If the operators got their hands on the channels we would never see them back again”, Donald Cameron from Plessey darkly warned me on the phone. He said that it was the existence of the reserved GSM radio channels that was driving industry forward to invest in the new digital technology. Once they were in hands of the two existing operators for their expanding analogue mobile services he doubted whether, politically, they could ever be wrestled back from them. He was quite possibly right.

David Court from the Radio Regulatory Division came up with the solution. The Ministry of Defence had some frequency channels immediately adjacent. The cellular congestion problem was only in central London. Military exercises usually took place well outside of London. Couldn’t the cellular operators use the military frequencies?

There is no doubt that the Ministry of Defence had done quite well in the various Whitehall carve-ups of radio frequencies. Many believed too well. They were sitting on many unused frequency channels.

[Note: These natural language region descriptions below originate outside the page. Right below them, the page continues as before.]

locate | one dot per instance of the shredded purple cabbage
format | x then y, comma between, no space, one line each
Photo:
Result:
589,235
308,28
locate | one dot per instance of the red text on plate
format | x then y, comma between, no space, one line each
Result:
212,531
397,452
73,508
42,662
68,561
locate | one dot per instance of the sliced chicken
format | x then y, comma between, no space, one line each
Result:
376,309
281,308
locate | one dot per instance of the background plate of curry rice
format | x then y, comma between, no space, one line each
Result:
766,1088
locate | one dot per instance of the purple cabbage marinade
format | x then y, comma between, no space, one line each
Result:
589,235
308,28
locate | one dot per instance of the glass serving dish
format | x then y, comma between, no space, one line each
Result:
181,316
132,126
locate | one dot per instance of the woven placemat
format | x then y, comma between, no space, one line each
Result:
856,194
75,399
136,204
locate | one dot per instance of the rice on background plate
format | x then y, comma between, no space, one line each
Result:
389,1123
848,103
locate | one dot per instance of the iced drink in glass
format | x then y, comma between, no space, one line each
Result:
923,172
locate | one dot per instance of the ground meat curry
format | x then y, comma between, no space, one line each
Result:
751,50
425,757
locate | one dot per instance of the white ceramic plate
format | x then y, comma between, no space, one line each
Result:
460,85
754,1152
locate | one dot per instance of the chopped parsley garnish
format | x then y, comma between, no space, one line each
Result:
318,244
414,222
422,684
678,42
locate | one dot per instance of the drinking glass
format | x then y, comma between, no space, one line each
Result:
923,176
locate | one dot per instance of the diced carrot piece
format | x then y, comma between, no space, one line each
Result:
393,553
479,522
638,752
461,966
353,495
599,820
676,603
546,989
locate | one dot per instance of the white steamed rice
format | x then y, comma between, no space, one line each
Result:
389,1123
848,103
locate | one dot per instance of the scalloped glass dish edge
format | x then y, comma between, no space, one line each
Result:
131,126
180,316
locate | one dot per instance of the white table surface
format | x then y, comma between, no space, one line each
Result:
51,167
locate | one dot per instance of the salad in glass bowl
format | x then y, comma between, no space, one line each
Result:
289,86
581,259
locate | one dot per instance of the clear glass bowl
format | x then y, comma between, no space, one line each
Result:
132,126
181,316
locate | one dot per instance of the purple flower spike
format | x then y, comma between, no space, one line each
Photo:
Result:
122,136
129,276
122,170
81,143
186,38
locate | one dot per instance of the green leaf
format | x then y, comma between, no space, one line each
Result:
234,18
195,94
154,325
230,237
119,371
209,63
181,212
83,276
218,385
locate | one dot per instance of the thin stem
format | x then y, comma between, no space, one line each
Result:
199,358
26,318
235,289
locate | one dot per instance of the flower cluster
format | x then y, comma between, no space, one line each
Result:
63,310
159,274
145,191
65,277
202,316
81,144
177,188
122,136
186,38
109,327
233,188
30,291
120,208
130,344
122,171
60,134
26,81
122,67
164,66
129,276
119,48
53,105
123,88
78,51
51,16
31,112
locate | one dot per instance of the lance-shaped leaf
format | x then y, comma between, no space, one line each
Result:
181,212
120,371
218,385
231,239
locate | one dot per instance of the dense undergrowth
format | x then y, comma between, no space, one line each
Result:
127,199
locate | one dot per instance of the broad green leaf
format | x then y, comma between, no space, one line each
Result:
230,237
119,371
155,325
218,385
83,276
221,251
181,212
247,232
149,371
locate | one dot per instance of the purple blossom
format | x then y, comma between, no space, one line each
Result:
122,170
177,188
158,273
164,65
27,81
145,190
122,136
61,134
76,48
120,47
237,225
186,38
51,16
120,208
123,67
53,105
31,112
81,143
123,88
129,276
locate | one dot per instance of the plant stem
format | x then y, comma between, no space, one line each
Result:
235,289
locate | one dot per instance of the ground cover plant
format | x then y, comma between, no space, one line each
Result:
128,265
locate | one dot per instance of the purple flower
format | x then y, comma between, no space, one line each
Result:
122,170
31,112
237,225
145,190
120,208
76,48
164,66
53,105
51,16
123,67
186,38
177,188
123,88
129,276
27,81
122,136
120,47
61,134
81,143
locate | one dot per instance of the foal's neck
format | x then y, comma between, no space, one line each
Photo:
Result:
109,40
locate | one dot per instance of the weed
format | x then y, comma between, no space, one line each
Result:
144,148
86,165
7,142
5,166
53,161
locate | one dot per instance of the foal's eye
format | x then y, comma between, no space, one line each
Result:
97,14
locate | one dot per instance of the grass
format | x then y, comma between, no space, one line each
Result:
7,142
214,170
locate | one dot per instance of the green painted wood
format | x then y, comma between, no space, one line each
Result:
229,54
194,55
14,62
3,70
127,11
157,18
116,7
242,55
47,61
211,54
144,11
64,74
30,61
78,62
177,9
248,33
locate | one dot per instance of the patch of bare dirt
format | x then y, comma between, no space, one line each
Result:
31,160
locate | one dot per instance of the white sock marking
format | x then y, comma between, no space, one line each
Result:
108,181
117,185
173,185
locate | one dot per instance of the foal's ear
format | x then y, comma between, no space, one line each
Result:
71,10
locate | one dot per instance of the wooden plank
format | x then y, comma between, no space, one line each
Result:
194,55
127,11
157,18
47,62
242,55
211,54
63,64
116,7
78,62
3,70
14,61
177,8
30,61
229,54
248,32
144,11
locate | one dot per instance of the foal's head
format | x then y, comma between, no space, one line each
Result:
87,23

They felt vulnerable. This put them in a very obliging frame of mind when it came to some relatively small gestures to their civilian colleagues. He hit the right bell.

Figure 13 – David Court, who went on to become the first Director General of the GSM Association 

The MOD was willing to consider the matter. There was only one snag. The cellular radio equipment on sale to the public could not operate on the MOD frequency channels. But they were well within the design range of new mobile phones. Thus the congestion problem could still be solved much faster than bringing into use new base stations.

I telephoned Bernard Mallinder. He was now working for John Carrington before taking up his appointment with the GSM Permanent task team in Paris. I put it to him. Short term pain for long term gain? They could finish up with both the Ministry of Defence frequency channels and the GSM channels. He said he’d discuss it with John Carrington. I put the same proposition to Ted Beddoes to discuss with his managers at Vodafone. John Carrington came out strongly in favour. The Vodafone managers took more persuading. Eventually they agreed.

The tidal wave Colin Davis had predicted swept on but safely deflected. The GSM frequency channels remained safe and dry…for the moment.

Between the two companies Cellnet probably paid most heavily for this solution. They had misjudged the growth and under invested more than Vodafone. They also suffered as a result of using a Motorola switch designed for the US market and the new bigger version was late. For a brief period this gave them greater congestion problems on their network. The word soon got around amongst the customers. Cellnet lost market share.

This was to come back and hit the GSM initiative with a vengeance when the “loan” of the GSM frequency channel issue surfaced for a second time only 8 months later.